First tip, you can use length() instead of size(), length() returns the number of elements in the largest dimension.

To be clear, your code hopes to simply remove only 1 of duplicate small values in the 4th 5th and 6th collumns? So if you had 3 duplicate small values you would keep two of them?

You may want to look at logical indexing. Here's code that would remove all small values.

pore_char.BoundingBox = pore_char.BoundingBox((pore_char.BoundingBox(:,4) > vox_min), :)
pore_char.BoundingBox = pore_char.BoundingBox((pore_char.BoundingBox(:,5) > vox_min), :)
pore_char.BoundingBox = pore_char.BoundingBox((pore_char.BoundingBox(:,6) > vox_min), :)

Heres code that stores all small values in a new array and then removes them from original array:

pore_char.BoundingBoxSmall = pore_char.BoundingBox((pore_char.BoundingBox(:,4) < vox_min), :)
pore_char.BoundingBoxSmall = [pore_char.BoundingBoxSmall pore_char.BoundingBox((pore_char.BoundingBox(:,5) < vox_min), :)]
pore_char.BoundingBoxSmall = [pore_char.BoundingBoxSmall pore_char.BoundingBox((pore_char.BoundingBox(:,6) < vox_min), :)]
pore_char.BoundingBox = pore_char.BoundingBox((pore_char.BoundingBox(:,4) > vox_min), :)
pore_char.BoundingBox = pore_char.BoundingBox((pore_char.BoundingBox(:,5) > vox_min), :)
pore_char.BoundingBox = pore_char.BoundingBox((pore_char.BoundingBox(:,6) > vox_min), :)

Or a more simple example:

A = 10.*rand(100,3); %creates a 100x3 matrix of random numbers between 0 and 10
A = A((A(:,1)>4),:); %redefines A as every row that meets the criteria of the first collumn in that row being > 4.

Nolan Miller 2019년 6월 28일

The last example worked!
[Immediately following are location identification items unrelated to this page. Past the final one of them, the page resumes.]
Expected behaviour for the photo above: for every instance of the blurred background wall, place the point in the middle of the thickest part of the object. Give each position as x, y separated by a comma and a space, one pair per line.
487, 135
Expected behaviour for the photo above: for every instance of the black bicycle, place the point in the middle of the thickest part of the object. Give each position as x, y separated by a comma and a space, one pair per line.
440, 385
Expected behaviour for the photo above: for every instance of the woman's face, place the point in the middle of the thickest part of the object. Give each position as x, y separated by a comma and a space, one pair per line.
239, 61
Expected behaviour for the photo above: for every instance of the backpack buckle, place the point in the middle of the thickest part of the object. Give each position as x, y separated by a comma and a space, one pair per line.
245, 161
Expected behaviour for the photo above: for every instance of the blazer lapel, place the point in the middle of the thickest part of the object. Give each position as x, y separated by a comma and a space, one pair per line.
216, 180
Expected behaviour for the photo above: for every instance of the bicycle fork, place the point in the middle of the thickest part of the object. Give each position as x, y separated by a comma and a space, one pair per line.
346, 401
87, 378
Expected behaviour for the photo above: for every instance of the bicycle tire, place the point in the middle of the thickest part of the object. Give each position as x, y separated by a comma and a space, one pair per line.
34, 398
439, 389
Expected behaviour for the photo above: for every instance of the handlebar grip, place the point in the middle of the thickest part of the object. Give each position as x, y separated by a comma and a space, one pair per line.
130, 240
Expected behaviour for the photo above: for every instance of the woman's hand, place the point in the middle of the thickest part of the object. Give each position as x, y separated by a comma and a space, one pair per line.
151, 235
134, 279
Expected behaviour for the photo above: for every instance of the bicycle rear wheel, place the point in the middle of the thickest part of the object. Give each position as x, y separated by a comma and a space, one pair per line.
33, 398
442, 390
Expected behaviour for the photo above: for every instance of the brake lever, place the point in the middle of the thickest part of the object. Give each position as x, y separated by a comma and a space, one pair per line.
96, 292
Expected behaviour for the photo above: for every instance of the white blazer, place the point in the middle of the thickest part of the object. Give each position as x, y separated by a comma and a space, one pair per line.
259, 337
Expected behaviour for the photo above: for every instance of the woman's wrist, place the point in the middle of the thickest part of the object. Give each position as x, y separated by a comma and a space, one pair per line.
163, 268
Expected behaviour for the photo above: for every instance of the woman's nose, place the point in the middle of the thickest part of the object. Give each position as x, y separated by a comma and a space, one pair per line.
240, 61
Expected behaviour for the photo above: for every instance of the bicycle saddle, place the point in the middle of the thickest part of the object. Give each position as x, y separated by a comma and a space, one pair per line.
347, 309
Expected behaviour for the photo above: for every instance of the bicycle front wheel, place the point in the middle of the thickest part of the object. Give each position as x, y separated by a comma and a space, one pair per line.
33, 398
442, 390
I needed the script to rake through all three of the columns removing any row where any of the three values was less than a value. I planned on using a for loop to repeat the simple example for each column, but the index always went out of range due to the deleted rows.

It's working now with just pasting the same step each time - I'm sure there is a more elegant way to do this, but it works! Thank you very much!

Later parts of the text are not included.